He suggested playing the dollar-yuan divide via the VanEck Vectors J.P. Morgan EM Local Currency Bond ETF (EMLC), a basket of emerging market bonds denominated in local currencies.
"You're getting near a 5% yield and you're investing in emerging market bonds because the world is less fearful about credit risks today than we were a year ago," he said. "About 10% of this ETF is geared towards China, so, you do participate in this trade ... and you pick up some yield in what's been a stubbornly low-yield market."
With the yuan now above a multiyear downtrend versus the dollar, China can use its currency's strength to its advantage, said Bill Baruch, the founder and president of Blue Line Capital.

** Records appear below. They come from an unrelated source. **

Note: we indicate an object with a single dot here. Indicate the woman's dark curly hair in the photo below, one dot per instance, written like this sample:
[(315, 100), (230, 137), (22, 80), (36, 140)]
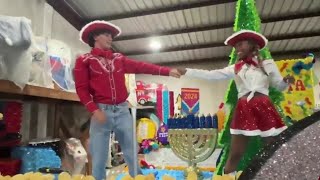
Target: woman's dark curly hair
[(95, 33)]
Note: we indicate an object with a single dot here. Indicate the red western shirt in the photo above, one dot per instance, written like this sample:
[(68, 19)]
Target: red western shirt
[(100, 76)]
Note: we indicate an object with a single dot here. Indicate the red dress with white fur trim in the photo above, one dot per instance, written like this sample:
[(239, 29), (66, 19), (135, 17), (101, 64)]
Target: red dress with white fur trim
[(255, 115)]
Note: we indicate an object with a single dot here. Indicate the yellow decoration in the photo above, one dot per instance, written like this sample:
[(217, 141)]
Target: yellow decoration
[(146, 129), (299, 98), (39, 176), (192, 176)]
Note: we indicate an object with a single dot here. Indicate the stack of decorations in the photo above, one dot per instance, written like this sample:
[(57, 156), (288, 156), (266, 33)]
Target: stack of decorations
[(165, 105), (10, 124), (193, 122)]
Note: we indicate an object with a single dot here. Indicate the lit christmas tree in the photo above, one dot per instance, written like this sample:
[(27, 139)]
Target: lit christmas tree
[(247, 18)]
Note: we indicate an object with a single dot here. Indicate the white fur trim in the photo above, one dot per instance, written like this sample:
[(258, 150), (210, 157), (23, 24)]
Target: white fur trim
[(246, 31), (270, 132), (100, 22)]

"Their currency is going to travel farther for them and allow them to buy more commodities," he said in the same interview Thursday.
Baruch was especially partial to copper — he owns calls on the underlying commodity — and suggested playing it through mining company Freeport-McMoRan.
"You've got a nice little uptrend there wedging out," he said. I think that could break out to the upside."
3. Gold miners
Gold miners also look good on a technical basis, Baruch said, pointing to a flag pattern in the VanEck Vectors Gold Miners ETF (GDX) that chart analysts often interpret as a sign of more upside.
Baruch also liked energy stocks as a bet on the yuan's strength.
He's been invested in Chevron, Marathon Petroleum, Pioneer Natural Resources and various midstream companies for the last year, he wrote in an email to CNBC.
"China's demand for energies is very well known," he said in the interview Thursday. "I don't think it's going anywhere, although there's times where it softens a little bit."
5. Crude oil
Baruch sees crude oil prices headed higher, especially with Goldman Sachs calling for $80 a barrel. Prices edged higher to just under $67 on Thursday.
"I think crude oil is about to break out," he said. "We're at the tail end of a very seasonally bullish time here, so there's upside in commodities in general."
Disclosure: John Petrides and some Tocqueville Asset Management clients own shares of EMLC.